Mr. REHNQUIST. In the absence of a causative connection between some sort of chilling effect and the surveillance itself, that was the position I took for the Department, and I believe it would be a reasonable one.

Senator TUNNEY. When you say in the absence of a chilling effect, I think you have eliminated the problem.
The question is wouldn't the surveillance have a chilling effect, and wouldn't that in effect raise the constitutional problems, and your answer was "I believe I am inclined to think not."

Mr. REHNQUIST. Well, I don't think the question was phrased that way.

Senator TUNNEY. Well----

Mr. REHNQUIST. Given the factual assumption of a chilling effect, then I would want to reserve judgment.

Senator TUNNEY. In other words, you think there could be a chilling effect?

Mr. REHNQUIST. Yes, sir; as in a Chicago type of case, I do.

Senator HRUSKA. Would the Senator yield?

Senator TUNNEY. Yes.

Senator HRUSKA. Yesterday you told us about a judge who thought that the force following those who were being under surveillance would have presumably a chilling effect if they were immediately behind those that were subject to the surveillance, but if there was an intervening force, that no longer would be true. Would that be a more specific fact upon which you could predicate your answer?
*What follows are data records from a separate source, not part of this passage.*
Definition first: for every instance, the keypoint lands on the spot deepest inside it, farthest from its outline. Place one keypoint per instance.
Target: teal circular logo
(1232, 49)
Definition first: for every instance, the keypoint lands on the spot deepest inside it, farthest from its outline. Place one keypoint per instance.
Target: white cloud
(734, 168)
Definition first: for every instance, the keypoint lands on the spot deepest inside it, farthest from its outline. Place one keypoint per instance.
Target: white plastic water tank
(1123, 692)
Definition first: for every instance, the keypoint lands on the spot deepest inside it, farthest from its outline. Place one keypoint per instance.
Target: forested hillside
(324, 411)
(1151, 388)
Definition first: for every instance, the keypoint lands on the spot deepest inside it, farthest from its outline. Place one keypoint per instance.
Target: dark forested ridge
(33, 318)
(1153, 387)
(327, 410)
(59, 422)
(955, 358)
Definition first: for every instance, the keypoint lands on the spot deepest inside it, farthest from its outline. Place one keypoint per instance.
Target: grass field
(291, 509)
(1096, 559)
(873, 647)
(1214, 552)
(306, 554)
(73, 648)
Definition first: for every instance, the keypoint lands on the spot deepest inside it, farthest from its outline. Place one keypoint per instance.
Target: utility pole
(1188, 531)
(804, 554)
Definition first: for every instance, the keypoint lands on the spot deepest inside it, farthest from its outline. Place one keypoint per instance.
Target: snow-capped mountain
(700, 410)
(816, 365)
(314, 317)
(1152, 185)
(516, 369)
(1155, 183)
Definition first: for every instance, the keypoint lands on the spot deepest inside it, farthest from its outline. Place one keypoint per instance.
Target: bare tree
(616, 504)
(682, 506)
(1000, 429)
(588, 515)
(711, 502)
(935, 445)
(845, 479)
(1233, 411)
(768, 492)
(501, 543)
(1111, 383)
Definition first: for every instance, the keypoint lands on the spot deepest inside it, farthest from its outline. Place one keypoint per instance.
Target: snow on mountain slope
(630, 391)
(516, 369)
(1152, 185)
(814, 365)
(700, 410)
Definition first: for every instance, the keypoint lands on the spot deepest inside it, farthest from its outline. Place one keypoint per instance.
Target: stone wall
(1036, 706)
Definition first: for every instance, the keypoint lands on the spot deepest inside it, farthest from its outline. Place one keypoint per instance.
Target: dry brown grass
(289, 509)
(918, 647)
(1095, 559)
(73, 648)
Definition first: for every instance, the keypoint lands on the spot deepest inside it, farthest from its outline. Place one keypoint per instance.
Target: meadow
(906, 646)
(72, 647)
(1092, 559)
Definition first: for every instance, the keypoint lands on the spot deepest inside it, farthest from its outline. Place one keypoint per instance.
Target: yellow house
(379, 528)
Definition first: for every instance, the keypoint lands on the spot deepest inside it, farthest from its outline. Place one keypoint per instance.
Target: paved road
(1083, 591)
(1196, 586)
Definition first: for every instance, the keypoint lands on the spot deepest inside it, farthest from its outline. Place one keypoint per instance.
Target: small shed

Mr. REHNQUIST. That is the type of fact situation I would want to know before attempting to answer yes or no on the existence of a chilling effect.

Senator TUNNEY. Senator Ervin went on to question you and said, "Is it your position the Government could take somebody and put somebody—I believe it is called a tail on me—-and this man could walk around and follow me everywhere I went, and because he didn't compel me to go to those places and just observe me, that I would have no legal remedy?" And your answer, "As I have said yes before, I think it is a waste of the taxpayers' money, it is an inappropriate function of.the executive branch, I don't think it raises a first amendment violation."

Mr. REHNQUIST. Subject to the qualification I gave to my previous answer to your question, I would stand by that statement.